NO CHAPTER IN the history of the Jewish people during the last several hundred years has been as shrouded in mystery as that of the Sabbatian movement. On one point, at least, there is no longer any disagreement: the dramatic events and widespread religious revival that preceded the apostasy of Sabbatai Zevi in 1666 form an important and integral part of Jewish history and deserve to be studied objectively, to the exclusion of moralistic condemnations of the historical figures involved. It has come increasingly to be realized that a true understanding of the rise of Sabbatianism will never be possible as long as scholars continue to appraise it by inappropriate standards, whether these be the conventional beliefs of their own age or the values of traditional Judaism itself. Today indeed one rarely encounters the baseless assumptions of “charlatanry” and “imposture” which occupy so prominent a place in earlier historical literature on the subject. On the contrary: in these times of Jewish national rebirth it is only natural that the deep though ultimately tragic yearning for national redemption to which the initial stages of Sabbatianism gave expression should meet with greater comprehension than in the past.

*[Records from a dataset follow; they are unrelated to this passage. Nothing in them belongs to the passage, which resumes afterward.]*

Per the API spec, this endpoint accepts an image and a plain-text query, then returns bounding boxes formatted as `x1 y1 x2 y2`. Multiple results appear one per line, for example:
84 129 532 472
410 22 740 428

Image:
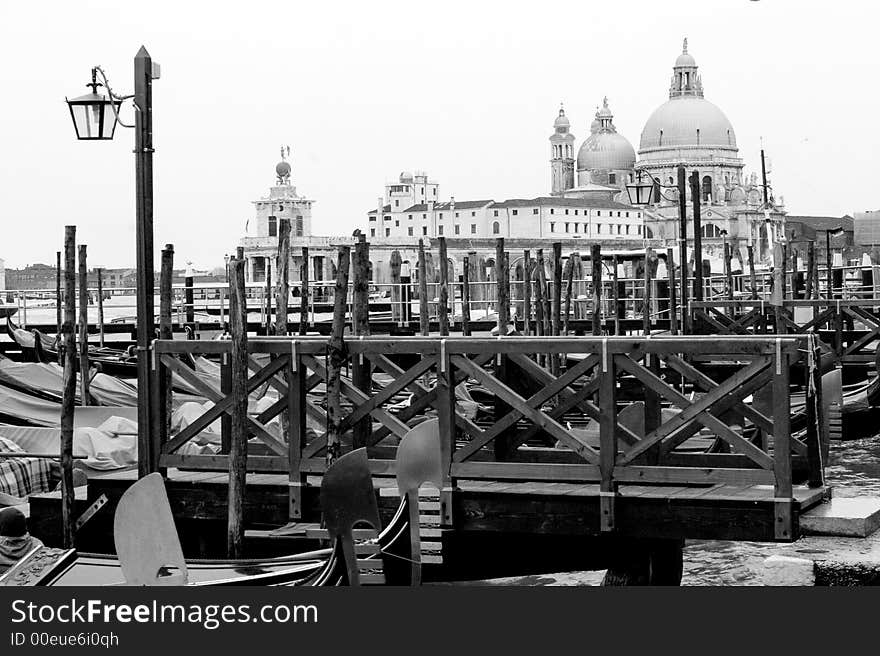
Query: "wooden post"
79 244 91 405
611 255 626 335
592 346 617 532
562 251 581 335
351 235 372 449
551 241 562 335
419 239 431 337
437 237 449 337
773 348 793 540
804 240 816 299
724 239 734 316
299 246 310 335
134 46 155 476
461 255 471 337
61 226 76 548
183 276 196 324
523 248 532 336
153 244 174 471
691 171 703 301
275 219 290 337
96 267 104 348
391 251 403 323
264 257 272 337
55 251 64 364
226 258 248 558
590 244 604 335
642 248 651 335
770 243 786 336
327 246 350 467
535 248 550 335
495 237 510 335
666 248 678 335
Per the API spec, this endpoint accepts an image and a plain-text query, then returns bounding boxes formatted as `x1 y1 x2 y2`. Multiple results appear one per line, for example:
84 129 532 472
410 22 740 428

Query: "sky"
0 0 880 268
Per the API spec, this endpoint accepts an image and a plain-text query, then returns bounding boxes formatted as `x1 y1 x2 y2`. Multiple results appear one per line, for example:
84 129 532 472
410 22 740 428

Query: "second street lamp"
67 46 159 476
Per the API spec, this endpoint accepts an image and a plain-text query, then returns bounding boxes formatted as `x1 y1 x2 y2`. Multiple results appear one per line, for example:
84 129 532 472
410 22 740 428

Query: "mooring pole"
351 235 372 449
676 166 691 335
79 244 91 405
55 251 64 364
495 237 510 335
437 237 449 337
95 267 104 348
691 171 703 301
461 255 471 337
523 248 532 336
59 226 76 549
153 244 174 471
300 246 309 335
666 248 678 335
134 46 154 476
226 257 248 558
419 239 430 337
590 244 602 335
275 219 288 337
327 246 351 467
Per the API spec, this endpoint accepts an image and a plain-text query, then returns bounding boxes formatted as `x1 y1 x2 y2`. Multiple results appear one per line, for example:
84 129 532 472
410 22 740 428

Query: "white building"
366 172 650 241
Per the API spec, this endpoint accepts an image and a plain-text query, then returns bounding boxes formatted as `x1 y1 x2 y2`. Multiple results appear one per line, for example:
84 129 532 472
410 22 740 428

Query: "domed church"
550 39 784 269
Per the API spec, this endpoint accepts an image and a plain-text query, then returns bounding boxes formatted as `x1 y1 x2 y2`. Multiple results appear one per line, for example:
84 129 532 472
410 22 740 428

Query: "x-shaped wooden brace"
162 354 290 456
614 355 773 469
451 355 599 465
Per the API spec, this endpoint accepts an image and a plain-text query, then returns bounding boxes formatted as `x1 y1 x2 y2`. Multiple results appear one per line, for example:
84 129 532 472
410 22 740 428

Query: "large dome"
639 96 736 153
578 130 636 171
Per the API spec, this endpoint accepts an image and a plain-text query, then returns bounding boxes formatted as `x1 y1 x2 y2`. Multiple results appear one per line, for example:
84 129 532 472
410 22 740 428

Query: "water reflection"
682 436 880 585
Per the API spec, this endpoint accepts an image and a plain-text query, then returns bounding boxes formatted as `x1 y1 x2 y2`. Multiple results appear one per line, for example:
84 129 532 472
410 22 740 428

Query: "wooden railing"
152 336 827 538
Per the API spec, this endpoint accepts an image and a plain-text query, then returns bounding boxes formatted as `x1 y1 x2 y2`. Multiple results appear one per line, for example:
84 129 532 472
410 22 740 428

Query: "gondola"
0 449 418 586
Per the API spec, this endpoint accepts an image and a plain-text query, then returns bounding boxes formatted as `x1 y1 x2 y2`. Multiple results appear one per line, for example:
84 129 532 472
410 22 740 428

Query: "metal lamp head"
65 69 122 141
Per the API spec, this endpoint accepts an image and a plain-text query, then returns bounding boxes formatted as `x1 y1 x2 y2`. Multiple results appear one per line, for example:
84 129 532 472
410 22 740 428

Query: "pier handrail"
153 335 827 539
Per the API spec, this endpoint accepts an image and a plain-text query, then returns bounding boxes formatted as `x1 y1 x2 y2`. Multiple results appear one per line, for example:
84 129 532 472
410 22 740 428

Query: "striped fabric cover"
0 437 52 497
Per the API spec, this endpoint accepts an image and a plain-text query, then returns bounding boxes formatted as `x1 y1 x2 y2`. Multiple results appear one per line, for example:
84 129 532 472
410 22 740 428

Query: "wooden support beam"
461 255 473 337
419 239 430 337
55 251 64 364
523 248 532 335
61 226 76 549
79 244 91 405
326 246 350 467
275 218 290 337
495 237 510 335
299 246 311 335
96 267 104 348
666 247 678 335
351 235 372 449
226 258 248 558
590 244 602 335
153 244 174 474
437 237 449 337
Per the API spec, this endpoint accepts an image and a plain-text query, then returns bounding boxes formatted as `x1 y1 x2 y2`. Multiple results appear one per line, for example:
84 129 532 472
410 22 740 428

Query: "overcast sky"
0 0 880 267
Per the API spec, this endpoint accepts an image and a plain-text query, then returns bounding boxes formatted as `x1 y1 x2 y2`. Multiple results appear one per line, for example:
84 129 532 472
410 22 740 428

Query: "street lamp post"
67 46 159 476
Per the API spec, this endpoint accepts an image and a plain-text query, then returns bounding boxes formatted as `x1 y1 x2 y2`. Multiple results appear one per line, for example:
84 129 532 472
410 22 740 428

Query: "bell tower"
550 105 574 196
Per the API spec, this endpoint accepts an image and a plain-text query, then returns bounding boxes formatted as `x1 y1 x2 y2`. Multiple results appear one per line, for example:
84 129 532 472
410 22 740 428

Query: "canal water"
464 435 880 586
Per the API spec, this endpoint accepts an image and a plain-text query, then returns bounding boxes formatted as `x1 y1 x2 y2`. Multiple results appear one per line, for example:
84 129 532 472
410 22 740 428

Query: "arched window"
700 175 712 203
700 223 721 239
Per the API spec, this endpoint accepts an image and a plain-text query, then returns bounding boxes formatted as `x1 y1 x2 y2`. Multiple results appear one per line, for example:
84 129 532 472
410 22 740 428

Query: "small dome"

In turning to consider the Sabbatian movement after Sabbatai Zevi’s conversion to Islam, however, we are faced with an entirely different situation. Here we find ourselves still standing before a blank wall, not only of misunderstanding, but often of an actual refusal to understand. Even in recent times there has been a definite tendency among scholars to minimize at all costs the significance of this “heretical” Sabbatianism, with the result that no adequate investigation yet exists of its spiritual foundations, its overall impact on 18th-century Jewry, or its ultimate fate. It is impossible, in fact, to read any of the studies that have been done in these areas without being astounded by the amount of invective directed against the leaders and adherents of the various Sabbatian sects. Typical of this approach is David Kahana’s A History of the Kabbalists, Sabbatians, and Hasidim (in Hebrew), but the angry moralizing that characterizes this volume has not been confined to any one historical school; rather, it has been shared by writers of widely differing points of view, secular as well as religious. The problem itself, meanwhile, remains as recondite as ever.